There’s a reason why running a business while traveling is a goal for so many entrepreneurs. It sounds glamorous, and after all, it’s easy to idealize the image of hopping effortlessly from country to country while money flows into your bank account.
But the reality of becoming a location-independent entrepreneur is much more nuanced. In my own experience running a location-independent business, I’ve found that there are good days when it seems that all of your hard work has paid off and you’re able to strike a perfect balance between work and travel, but there are also bad days when all you want to do is chuck it all away and retreat to the safety of a cubicle.
Learning to weather these ups and downs is part of the process. Fortunately, you can cut your learning curve substantially by learning from others who’ve built location-independent businesses. Here are my top three tips.
1. Build A Location-Independent Structure
One of the first — and best — decisions we made early on in the life of our agency was to build a fully remote team. We knew not only that doing so would lower our overhead costs and let us tap into top talent worldwide but also that if we wanted a mobile lifestyle for ourselves, it was only fair to give our team the same flexibility and freedom.
But building a remote team can require taking different steps than running a location-based office. For instance:
• Put the right tools in place. For planning, I like Asana and Basecamp. Toggl is great for time tracking, and Trello is great for letting remote teams work through complex projects together.
• Overcommunicate. You often can’t make assumptions when running a remote team — and you can’t rely on in-person chats to form connections. Make communicating everything from project statuses to personal updates deliberate and intentional (even if that sometimes means staying up late or getting up early to talk to a remote team member).
• Create processes and document procedures. When you’re remote, your team can’t count on being able to ask you questions as needed, in the moment. That’s where your process documentation comes in.
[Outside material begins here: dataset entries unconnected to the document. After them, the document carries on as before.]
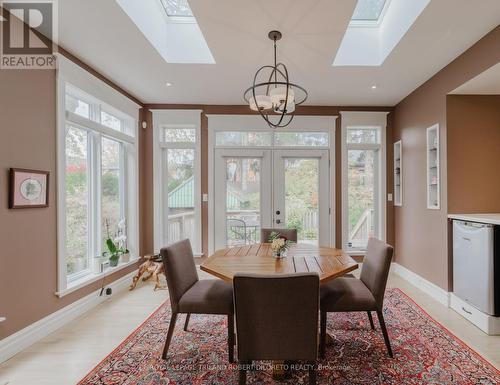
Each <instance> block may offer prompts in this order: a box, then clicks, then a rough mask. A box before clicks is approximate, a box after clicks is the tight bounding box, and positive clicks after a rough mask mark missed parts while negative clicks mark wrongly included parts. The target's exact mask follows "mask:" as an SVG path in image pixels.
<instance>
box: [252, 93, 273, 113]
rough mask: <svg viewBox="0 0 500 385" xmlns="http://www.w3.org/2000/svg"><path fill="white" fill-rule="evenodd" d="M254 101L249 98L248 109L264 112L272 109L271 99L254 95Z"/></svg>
mask: <svg viewBox="0 0 500 385" xmlns="http://www.w3.org/2000/svg"><path fill="white" fill-rule="evenodd" d="M255 98H256V99H254V97H253V96H252V97H251V98H250V109H251V110H252V111H266V110H270V109H271V108H273V103H272V101H271V98H270V97H269V96H267V95H256V96H255Z"/></svg>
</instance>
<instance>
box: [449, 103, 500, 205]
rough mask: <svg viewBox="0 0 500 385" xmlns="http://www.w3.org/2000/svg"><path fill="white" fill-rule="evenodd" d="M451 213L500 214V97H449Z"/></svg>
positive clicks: (449, 199)
mask: <svg viewBox="0 0 500 385" xmlns="http://www.w3.org/2000/svg"><path fill="white" fill-rule="evenodd" d="M446 107H447V114H446V115H447V125H448V137H447V145H448V211H449V212H450V213H488V212H489V213H498V212H500V178H498V166H499V165H500V151H499V149H500V96H499V95H449V96H448V97H447V103H446Z"/></svg>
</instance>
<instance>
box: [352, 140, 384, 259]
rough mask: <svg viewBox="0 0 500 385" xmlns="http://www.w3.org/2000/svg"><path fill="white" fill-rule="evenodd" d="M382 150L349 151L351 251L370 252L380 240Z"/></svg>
mask: <svg viewBox="0 0 500 385" xmlns="http://www.w3.org/2000/svg"><path fill="white" fill-rule="evenodd" d="M378 158H379V156H378V150H349V151H348V197H347V200H348V214H347V215H348V229H349V233H348V247H349V248H350V249H360V250H364V249H366V245H367V243H368V239H369V238H370V237H373V236H377V233H378V229H377V227H378V226H377V223H378V219H377V218H378V212H377V205H376V202H377V197H376V191H377V190H378V177H377V175H378Z"/></svg>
Not only can things like onboarding workflows or project checklists answer these questions, but they also can ensure that your work is carried out in a consistent, quality way.
If you want to go remote at some point in the future, plan for it from the start. Don’t assume that you’ll be able to smoothly transition from an in-person workforce to one where you never meet face-to-face. Build the systems and processes you want to have from the start to avoid costly, time-consuming restructuring.
2. Get The Right People On Your Team
Not everyone can work successfully in a remote environment. And there are trade-offs you’ll likely have to make if you want to grow your location-independent business.
For example, since you won’t have direct, day-to-day oversight over your team, you may need to pay more for rock stars who are at the top of their games and who can manage their workloads independently. It isn’t necessarily a mistake to get the cheapest talent you can find, but know that it could cost you in terms of increased time spent on management and oversight — which you probably want to avoid when you’re building a location-independent business. Since the goal of becoming location independent is usually to be able to get out and enjoy the places you’re visiting, it’s often preferable to free up your time by working with higher quality talent that needs less back and forth.
Before your remote business gets off the ground, think about the ideal structure needed to sustain it. Figure out who you need, what they’ll cost and when you’ll bring them on. It’s a lot easier to think through this ahead of time than it is to try to rework your company’s structure once you’re established.
3. Don’t Give Up Too Quickly
I can’t tell you how many times I’ve felt like giving up in the 11 years I’ve been running our agency. We’ve had clients who’ve cut off all contact with us without warning, clients who won’t pay their bills and clients whose campaigns have failed because they wouldn’t follow the guidance we’ve given them.
Then there are the particular challenges of building a location-independent business that facilitates regular travel. A late flight can disrupt a whole day of carefully planned meetings (and taking the 3 a.m. flight isn’t uncommon). Having to pop online to answer emails sometimes means taking time away from my family — the very reason that global travel is so important to me.
But if I’ve learned anything from this process, it’s that the people who are successful in business aren’t necessarily the smartest or the most well-connected. They’re the ones who never give up.
Early on, I learned to love knowing that I could stick it out through tough situations that would’ve been breaking points for other people. Knowing that what I’m going through is something that would make someone else want to quit has always made me want to persevere — to keep pushing through.
That idea may not resonate with you in the same way, but it doesn’t matter as long as you develop the mindset that allows you to keep going when quitting would be easier. Don’t give up. Hard times don’t last forever. If you’re truly committed to traveling the globe while balancing a location-independent business, you can find the grit and perseverance needed to make it happen.